On Sunday 26th September 2021, the Labour Party Conference in Brighton overwhelmingly passed a comprehensive composite motion providing an ambitious blueprint for a Green New Deal programme rooted in internationalist solidarity. Translating the will of Conference into concrete policy within the next manifesto will be an uphill struggle, as the leadership’s repeated refusal to back the nationalisation demands so central to any meaningful Green New Deal has made abundantly clear. Nevertheless, the political momentum is with the activists who have been campaigning for a Green New Deal which puts climate justice at its heart. Richard Cronin is one of those activists. Here is his perspective on why it is so vital that Labour not back away from the policy its sovereign body has just passed.
The Labour party must step up to the responsibility of tackling climate change. We cannot afford not to. The latest report from the Intergovernmental panel on Climate Change (IPCC), which the UN General Secretary called “a code red for humanity,” is unequivocal: to avoid the worst of climate change we need strong reductions in green house emissions now.
This is why the Labour Party must put global climate justice at the heart of its climate policy. Those countries that industrialised first are historically most culpable for climate change, but it is those countries in the global south, exploited by ‘the west’, that will suffer most. The UK is home to some of the world’s largest financial companies, investing vast sums of money in sectors of the global economy that are driving climate change and environmental collapse – the fossil fuel industry being the main culprit.
Two of the UK’s largest banks, Barclays and HSBC combined have invested over £150 billion in fossil fuels since the Paris Agreement was signed in 2015. And our government facilitates these gargantuan profits by subsidising fossil fuels to the tune of over $5 billion USD last year alone. In light of what we know, why does this still happen?
The United Nations Refugee Agency (UNHCR) estimates that globally, 20 million people are displaced within their own countries each year because of an ‘increasing intensity and frequency of extreme weather events, such as abnormally heavy rainfall, prolonged droughts, desertification, environmental degradation, or sea-level rise and cyclones.’ By 2050 it is predicted up to one billion people could be crossing international borders to escape collapsed ecosystems.
Countries in the global south are struggling to cope with the Covid pandemic let alone climate change. In April last year the Jubilee Debt Campaign reported 64 nations were paying more on debt payments than health. Africa spends three times more in debt repayments to banks and speculators than it would cost to vaccinate the entire continent against Covid. And at the same time governments across the south have transferred to their foreign creditors approximately $194 billion as of December 2020, coerced no doubt by the fear of what not paying would do to their already poor credit rating. How will the global south be able to deal with climate change?

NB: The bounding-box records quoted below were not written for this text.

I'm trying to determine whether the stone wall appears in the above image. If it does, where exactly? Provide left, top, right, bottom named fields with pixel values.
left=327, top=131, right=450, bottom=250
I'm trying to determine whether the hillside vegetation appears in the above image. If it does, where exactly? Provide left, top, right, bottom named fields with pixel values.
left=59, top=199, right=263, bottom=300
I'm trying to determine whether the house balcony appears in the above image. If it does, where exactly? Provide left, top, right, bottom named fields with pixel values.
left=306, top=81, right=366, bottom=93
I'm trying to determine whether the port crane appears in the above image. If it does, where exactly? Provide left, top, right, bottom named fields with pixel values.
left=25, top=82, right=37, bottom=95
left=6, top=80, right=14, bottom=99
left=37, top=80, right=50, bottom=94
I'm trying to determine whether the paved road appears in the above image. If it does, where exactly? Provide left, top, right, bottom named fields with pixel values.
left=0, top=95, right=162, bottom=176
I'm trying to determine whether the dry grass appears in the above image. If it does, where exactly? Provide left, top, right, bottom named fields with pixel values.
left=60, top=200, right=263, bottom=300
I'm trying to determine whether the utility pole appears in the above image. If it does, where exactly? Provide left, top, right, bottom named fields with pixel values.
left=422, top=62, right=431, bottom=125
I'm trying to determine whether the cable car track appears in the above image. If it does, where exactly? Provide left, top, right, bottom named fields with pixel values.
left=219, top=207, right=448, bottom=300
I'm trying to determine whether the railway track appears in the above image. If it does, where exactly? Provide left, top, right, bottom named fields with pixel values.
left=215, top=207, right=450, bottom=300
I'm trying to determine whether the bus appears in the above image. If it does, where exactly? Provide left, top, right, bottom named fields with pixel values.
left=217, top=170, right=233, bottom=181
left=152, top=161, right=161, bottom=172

It is this feeding frenzy of banks in the global north, exploiting countries in the global south, that has resulted in the under investment of our own economy here in the UK that had already suffered decades of underfunding when the 2008 financial crisis hit, giving the excuse for austerity cuts to social care resulting in a massive growth in food bank use and children in poverty. It is no coincidence that 24 new billionaires were made in the UK alone since the start of the pandemic. With massive wealth creation for the few comes massive impoverishment for the many, both here and abroad.
This is why the passing of the GND composite motion at the 2021 Labour Party Conference in Brighton is so significant. It demands the immediate de-investment from fossil fuels, debt forgiveness for countries in the global south, the de-listing of companies from the stock market that irreparably damage the natural world, and the channelling of money away from harmful enterprises abroad and into green projects at home, along with a set of other complimentary measures the UK and the world desperately need.
The costs will be high, but are nothing compared to what we stand to gain: a future.